Sunday, August 28, 2016

Of Such Stuff That Dreams Are Made On

The Tempest is usually categorized as one of Shakespeare's "late comedies," which possess the comic label only in the most limited definition of a comedy as a play with a happy ending. The other one in that category that immediately comes to mind is The Winter's Tale, and everything in that except for the usually unconvincing ending is far from happy.

When done well, however, I find The Tempest to be among the most wonderful of Shakespeare's plays. It contains a wistfulness that makes you think he was truly beginning to see the end of his road and wanted to resolve a whole lot of themes. Yesterday's matinee at the Shakespeare Theatre Company in D.C., which we attended, was done very well. Patrick Page, the Prospero, had a strong, deep voice that exuded the authority Prospero must exercise. Sara Topham moved across the proscenium on harness as a more playful Ariel than usual, adding to the spirited atmosphere as a more feminine Ariel--sometimes I think the part was Shakespeare's venture into creating a unisex role.

Veterans Ted van Griethuysen as Gonzalo and Edward Gero as Alonso were both authoritative, and Rachel Mewbron a delightful Miranda who seemed to use the stage as her climbing wall. Liam Craig and Dave Quay rendered the clowns--Trinculo and Stephano--far more effectively than others I've seen, succeeding in maintaining the delicate balance these fairly large but challenging roles demand.

There was a large ensemble of players who were ostensibly islanders--I found some of their processioning somewhat superfluous but not at all diminishing to the play. Clifton Duncan did as much as can be done with the role that makes The Tempest a "problem play" of the Merchant of Venice or Taming of the Shrew variety. His role as a supposedly undeserving native who is oppressed into servitude by the otherwise beneficent Prospero who forgives all the nobles who deprived the latter of his dukedom and presumably does the same for Caliban--although he never actually says so.
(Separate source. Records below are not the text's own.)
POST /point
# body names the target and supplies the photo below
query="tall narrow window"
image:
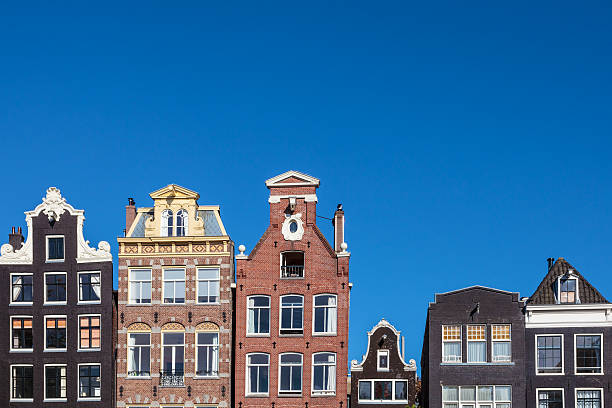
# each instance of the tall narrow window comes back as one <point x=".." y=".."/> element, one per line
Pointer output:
<point x="502" y="345"/>
<point x="550" y="354"/>
<point x="174" y="285"/>
<point x="207" y="354"/>
<point x="292" y="312"/>
<point x="181" y="223"/>
<point x="22" y="333"/>
<point x="588" y="354"/>
<point x="451" y="344"/>
<point x="258" y="320"/>
<point x="208" y="285"/>
<point x="290" y="373"/>
<point x="258" y="374"/>
<point x="477" y="344"/>
<point x="324" y="374"/>
<point x="139" y="354"/>
<point x="325" y="314"/>
<point x="140" y="286"/>
<point x="89" y="287"/>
Caliban of course is given that great line: "You taught me language; and my profit on't/ Is, I know how to curse./ The red plague rid you/ For learning me your language!" So once again Shakespeare puts in just enough to make one feel that he has not imagined Caliban as nothing but a stereotyped "native" (i.e., black) villain.

But the overall spirit of forgiveness that Prospero applies to all the characters--deserving and mostly undeserving, while slowly encouraging the instant lovers, Ferdinand and Miranda, does envelop the play and convey that glimpse of what the playwright was feeling as he finished one of his last plays. "O brave new world" indeed and yes, it was a superb few hours in the theater before "Our revels now have ended".